Sguardi liberi e riflessioni su idee, potere, società
a cura di Sandro Scoppa
13/2025 – destra e sinistra, due parole inutili: il liberalismo è altrove
Nel dibattito pubblico, “destra” e “sinistra” vengono ancora agitate come se avessero un significato vivo. In realtà, sono etichette logore, utili a perpetuare lo stesso approccio al potere: gestirlo, ampliarlo, controllarlo. Cambiano i simboli e le parole d’ordine, ma resta la stessa logica di fondo: un apparato burocratico e invasivo che si alterna nelle mani di gruppi diversi senza mai essere messo davvero in discussione. Il vero spartiacque non è tra partiti, ma tra chi vuole uno Stato che comandi e chi vuole individui liberi di scegliere.
Qui si colloca il liberalismo, che parte da un’idea semplice e radicale: la libertà di scelta dell’individuo può esistere solo se il potere politico è limitato e controllato. Le sue radici affondano nella tradizione occidentale, trovano in Atene la “terra della libertà” e si sviluppano nella tradizione whig inglese e nell’Illuminismo scozzese. Si fonda sul riconoscimento dell’ignoranza e della fallibilità umana: nessuno possiede un punto di vista privilegiato né il diritto di decidere per gli altri. Da qui la necessità di leggi generali e astratte, uguali per tutti, della tutela della proprietà privata e di uno Stato confinato a poche funzioni.
Da questa impostazione nasce il liberalismo classico: governo limitato, uguaglianza degli individui dinanzi alla legge, proprietà privata come spazio di indipendenza e motore della prosperità. Quando gli scambi sono liberi, la cooperazione pacifica produce più benessere della predazione. L’espansione senza limiti del potere statale diventa così una minaccia per la libertà: riduce le scelte, soffoca il confronto critico e compromette la competizione in politica, economia e vita sociale.

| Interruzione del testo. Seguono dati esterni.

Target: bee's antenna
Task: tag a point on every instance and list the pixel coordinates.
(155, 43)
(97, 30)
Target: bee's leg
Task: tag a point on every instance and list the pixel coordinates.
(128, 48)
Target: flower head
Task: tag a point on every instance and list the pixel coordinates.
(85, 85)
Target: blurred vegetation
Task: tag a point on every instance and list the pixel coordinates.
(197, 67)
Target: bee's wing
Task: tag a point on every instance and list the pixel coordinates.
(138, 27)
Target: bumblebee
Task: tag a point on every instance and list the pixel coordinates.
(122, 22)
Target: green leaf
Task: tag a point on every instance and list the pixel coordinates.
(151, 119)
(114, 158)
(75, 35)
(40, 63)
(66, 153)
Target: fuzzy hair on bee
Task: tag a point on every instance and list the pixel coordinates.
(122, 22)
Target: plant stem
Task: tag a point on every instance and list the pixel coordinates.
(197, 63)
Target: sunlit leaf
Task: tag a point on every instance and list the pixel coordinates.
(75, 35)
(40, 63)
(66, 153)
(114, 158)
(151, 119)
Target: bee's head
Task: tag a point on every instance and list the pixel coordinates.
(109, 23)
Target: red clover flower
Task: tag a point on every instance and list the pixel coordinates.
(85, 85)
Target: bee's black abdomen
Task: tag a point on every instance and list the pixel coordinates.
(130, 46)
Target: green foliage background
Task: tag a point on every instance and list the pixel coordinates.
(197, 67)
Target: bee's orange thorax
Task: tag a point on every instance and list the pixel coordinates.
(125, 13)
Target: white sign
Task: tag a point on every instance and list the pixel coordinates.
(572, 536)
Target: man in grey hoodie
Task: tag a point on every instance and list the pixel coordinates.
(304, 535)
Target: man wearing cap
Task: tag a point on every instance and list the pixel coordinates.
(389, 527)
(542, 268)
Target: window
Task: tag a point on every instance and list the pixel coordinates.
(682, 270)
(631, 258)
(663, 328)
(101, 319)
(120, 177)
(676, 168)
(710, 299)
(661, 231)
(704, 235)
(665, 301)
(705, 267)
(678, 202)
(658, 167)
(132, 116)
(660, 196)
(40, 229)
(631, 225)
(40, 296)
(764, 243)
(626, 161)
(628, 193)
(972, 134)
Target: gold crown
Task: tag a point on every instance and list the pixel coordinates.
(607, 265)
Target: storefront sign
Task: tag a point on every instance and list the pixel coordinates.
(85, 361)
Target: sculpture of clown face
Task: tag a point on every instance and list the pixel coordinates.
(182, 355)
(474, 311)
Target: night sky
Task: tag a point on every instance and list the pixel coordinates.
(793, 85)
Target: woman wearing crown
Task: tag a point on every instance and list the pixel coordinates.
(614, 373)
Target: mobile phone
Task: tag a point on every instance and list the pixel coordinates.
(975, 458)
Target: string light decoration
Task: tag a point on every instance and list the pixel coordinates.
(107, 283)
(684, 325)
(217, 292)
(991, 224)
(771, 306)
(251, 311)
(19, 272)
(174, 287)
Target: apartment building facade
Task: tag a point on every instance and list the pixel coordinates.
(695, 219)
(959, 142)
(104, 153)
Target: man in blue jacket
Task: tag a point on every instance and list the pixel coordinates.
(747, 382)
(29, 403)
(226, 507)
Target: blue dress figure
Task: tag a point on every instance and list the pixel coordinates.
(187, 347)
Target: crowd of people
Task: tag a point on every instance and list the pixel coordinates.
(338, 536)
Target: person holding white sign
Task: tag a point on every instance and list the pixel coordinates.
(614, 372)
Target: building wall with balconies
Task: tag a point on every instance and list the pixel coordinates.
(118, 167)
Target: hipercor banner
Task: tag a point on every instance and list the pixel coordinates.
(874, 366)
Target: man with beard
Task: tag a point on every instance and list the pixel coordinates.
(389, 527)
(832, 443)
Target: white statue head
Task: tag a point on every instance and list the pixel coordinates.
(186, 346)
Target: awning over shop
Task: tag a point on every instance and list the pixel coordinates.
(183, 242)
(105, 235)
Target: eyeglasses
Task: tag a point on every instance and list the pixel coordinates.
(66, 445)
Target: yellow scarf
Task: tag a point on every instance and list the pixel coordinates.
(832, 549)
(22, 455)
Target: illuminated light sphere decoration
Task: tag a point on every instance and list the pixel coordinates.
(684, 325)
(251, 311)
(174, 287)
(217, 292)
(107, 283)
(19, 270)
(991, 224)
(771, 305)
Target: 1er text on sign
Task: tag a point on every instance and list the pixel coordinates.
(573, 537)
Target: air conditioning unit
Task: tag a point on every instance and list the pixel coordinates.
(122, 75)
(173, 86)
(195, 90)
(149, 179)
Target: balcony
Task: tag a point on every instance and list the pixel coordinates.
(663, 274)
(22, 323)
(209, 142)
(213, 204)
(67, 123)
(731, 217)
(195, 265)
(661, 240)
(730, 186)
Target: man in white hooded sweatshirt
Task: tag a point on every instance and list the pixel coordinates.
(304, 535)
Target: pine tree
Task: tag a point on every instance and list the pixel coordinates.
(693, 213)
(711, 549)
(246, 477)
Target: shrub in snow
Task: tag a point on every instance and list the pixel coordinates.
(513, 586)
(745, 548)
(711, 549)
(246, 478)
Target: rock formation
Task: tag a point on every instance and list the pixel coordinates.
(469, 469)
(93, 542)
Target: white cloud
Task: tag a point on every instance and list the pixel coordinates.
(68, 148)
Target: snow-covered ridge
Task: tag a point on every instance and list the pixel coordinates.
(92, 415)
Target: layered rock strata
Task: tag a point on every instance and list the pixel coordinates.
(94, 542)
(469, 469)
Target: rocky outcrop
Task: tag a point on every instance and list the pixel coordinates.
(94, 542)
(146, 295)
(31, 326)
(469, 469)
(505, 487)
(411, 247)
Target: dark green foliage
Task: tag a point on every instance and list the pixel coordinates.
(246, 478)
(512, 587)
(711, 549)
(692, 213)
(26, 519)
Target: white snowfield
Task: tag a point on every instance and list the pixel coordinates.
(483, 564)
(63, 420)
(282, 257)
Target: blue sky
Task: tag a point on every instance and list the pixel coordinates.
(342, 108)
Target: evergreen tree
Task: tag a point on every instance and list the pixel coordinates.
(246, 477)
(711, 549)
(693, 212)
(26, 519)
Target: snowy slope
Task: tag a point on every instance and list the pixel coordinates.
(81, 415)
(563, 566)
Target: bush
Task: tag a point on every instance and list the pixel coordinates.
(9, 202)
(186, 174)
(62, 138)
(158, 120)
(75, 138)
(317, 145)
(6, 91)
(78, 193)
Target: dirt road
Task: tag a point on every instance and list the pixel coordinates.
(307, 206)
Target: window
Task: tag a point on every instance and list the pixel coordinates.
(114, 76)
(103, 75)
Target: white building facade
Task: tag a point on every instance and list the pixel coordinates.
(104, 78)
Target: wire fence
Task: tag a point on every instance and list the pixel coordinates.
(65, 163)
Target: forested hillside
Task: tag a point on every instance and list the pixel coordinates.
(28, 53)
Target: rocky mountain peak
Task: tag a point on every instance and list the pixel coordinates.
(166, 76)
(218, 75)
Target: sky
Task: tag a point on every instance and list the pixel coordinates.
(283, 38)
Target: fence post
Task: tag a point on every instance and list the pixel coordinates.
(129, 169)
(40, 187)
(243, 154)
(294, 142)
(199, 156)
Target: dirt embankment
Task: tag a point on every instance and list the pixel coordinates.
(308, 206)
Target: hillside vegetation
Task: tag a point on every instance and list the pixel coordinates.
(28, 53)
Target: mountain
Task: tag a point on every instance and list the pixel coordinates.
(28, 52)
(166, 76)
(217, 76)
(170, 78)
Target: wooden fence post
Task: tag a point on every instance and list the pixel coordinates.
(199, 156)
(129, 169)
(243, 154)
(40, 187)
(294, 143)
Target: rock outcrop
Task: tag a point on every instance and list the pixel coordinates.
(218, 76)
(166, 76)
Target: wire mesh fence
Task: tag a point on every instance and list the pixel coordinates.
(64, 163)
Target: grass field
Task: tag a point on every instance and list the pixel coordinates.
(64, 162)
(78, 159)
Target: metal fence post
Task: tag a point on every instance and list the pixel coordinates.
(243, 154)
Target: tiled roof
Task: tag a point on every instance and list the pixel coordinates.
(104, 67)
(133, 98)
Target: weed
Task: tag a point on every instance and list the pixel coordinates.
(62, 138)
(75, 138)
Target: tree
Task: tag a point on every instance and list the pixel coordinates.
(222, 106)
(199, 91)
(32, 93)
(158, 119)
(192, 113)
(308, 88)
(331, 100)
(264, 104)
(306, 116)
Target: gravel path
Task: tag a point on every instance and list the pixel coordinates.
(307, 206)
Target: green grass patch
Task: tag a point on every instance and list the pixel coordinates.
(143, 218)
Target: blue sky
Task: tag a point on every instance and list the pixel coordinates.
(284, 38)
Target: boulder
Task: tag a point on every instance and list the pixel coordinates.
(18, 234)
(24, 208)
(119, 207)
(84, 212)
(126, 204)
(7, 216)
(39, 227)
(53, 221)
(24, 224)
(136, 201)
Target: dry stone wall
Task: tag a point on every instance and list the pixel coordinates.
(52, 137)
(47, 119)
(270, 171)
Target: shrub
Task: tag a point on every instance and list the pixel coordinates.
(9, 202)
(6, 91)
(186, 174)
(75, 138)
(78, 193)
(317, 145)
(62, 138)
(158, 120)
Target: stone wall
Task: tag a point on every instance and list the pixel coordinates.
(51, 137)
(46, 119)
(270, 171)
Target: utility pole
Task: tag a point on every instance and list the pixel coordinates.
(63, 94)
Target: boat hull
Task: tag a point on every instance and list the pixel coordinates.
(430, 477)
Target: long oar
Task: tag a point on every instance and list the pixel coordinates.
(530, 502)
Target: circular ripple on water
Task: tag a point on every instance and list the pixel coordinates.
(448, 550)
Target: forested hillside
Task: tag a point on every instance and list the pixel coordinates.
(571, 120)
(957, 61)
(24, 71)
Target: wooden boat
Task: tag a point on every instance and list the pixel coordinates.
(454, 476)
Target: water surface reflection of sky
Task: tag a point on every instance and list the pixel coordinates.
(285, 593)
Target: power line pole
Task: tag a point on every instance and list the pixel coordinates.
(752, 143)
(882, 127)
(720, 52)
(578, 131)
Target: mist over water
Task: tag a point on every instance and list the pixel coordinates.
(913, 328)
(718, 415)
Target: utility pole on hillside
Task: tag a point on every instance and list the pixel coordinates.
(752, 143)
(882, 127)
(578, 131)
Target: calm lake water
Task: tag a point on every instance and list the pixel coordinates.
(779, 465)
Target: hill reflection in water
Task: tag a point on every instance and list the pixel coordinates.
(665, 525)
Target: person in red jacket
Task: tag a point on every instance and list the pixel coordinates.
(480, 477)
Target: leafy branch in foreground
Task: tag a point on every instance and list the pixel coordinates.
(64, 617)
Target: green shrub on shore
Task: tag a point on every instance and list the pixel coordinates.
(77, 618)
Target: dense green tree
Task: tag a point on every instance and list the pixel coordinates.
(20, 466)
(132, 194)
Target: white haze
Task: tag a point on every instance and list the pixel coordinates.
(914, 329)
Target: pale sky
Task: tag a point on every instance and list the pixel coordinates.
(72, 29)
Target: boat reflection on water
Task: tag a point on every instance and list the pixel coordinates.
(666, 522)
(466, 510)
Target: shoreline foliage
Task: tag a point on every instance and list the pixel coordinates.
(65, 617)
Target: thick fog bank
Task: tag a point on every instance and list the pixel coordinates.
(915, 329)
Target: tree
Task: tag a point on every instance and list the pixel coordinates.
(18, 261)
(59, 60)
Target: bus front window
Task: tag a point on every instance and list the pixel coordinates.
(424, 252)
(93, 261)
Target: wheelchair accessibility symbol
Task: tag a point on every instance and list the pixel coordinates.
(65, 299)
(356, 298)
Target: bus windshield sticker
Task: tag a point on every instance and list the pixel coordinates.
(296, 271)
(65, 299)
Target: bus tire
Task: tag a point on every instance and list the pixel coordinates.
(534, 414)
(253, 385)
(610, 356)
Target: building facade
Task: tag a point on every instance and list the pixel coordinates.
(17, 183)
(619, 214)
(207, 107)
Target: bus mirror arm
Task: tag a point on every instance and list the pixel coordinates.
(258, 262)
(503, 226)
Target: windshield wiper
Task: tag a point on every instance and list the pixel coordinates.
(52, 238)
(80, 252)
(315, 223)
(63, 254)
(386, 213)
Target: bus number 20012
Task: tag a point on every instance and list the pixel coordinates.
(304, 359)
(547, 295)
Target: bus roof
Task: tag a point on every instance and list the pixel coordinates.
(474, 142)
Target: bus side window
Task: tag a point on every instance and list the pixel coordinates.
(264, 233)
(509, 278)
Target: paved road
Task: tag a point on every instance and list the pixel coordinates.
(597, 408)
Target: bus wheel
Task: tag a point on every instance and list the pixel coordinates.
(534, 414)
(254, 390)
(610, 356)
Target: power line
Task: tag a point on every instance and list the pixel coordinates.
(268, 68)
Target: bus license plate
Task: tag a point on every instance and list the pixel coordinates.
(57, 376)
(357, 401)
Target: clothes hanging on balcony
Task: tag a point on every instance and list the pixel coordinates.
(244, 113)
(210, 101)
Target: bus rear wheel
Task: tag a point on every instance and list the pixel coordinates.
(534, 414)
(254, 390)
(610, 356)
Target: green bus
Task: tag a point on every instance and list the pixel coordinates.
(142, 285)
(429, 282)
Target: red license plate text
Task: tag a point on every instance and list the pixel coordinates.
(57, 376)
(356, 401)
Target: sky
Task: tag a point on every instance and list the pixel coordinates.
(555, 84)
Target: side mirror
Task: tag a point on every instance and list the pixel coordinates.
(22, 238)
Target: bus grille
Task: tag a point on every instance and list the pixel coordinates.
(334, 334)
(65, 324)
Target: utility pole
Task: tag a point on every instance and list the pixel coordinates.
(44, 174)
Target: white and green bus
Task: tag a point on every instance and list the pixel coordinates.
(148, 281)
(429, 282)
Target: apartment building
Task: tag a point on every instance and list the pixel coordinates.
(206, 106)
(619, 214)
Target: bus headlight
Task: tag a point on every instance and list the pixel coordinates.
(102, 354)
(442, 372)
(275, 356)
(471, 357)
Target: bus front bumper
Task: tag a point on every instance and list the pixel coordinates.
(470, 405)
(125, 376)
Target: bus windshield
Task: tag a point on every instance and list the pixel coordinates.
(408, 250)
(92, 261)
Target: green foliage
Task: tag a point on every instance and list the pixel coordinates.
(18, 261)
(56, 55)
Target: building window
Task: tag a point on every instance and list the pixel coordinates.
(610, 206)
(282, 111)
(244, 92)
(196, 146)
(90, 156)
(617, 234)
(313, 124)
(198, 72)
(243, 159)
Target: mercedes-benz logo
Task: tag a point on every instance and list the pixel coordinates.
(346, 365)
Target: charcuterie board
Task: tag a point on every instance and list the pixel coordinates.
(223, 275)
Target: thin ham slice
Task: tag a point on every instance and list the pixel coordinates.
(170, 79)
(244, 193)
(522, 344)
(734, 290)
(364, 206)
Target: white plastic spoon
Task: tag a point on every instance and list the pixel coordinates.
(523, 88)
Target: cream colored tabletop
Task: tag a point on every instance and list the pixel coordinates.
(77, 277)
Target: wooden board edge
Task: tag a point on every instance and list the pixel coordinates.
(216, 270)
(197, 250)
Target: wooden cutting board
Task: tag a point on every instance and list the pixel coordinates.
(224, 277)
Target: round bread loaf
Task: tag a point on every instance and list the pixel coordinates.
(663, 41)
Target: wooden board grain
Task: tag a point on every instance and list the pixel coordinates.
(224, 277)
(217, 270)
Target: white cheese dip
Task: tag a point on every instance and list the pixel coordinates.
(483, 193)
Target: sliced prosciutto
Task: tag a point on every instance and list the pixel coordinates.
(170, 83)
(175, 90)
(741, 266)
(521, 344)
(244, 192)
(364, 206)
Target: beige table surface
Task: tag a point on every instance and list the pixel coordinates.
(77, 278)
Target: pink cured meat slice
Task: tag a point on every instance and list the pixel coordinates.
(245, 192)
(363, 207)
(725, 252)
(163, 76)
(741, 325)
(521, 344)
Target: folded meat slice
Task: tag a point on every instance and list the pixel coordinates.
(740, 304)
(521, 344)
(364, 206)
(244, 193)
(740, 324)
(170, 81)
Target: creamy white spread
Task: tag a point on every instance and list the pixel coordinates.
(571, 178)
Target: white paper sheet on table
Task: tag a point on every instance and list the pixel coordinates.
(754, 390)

Come ha spiegato Friedrich A. von Hayek, la competizione non è una lotta di tutti contro tutti, ma un processo che rivela ciò che funziona e ciò che no. Nessun governo dispone di una conoscenza superiore: i suoi rappresentanti sanno meno della somma dei saperi diffusi nella società.
Limitare lo Stato non significa abolirlo. Ludwig von Mises ha infatti spiegato che la prospettiva liberale si riconosce nella difesa della proprietà privata, non nell’avversione allo Stato. Hayek ha aggiunto a sua volta che la coercizione non può essere eliminata, ma ridotta al minimo indispensabile per impedire abusi. Il potere pubblico deve rimanere una funzione di servizio, non sostituirsi alla cooperazione volontaria.
L’anarchismo libertario contesta tale prudenza: se il potere è pericoloso anche in forma minima, perché mantenerlo? Per Murray Rothbard e David Friedman, persino lo Stato minimo viola diritti imponendo tasse e monopoli. Da qui l’anarco-capitalismo: una società senza Stato, in cui legge e sicurezza sono affidate a soggetti privati in concorrenza. L’Islanda medievale ne è l’esempio più citato: capi scelti liberamente, giustizia basata su risarcimenti, nessun potere centrale.
Critici e sostenitori divergono sui rischi, ma un punto è certo: la libertà prospera solo se lo Stato è vincolato, controllato e ridotto. È lì, lontano dalle false dicotomie di destra e sinistra, che si trova il liberalismo autentico.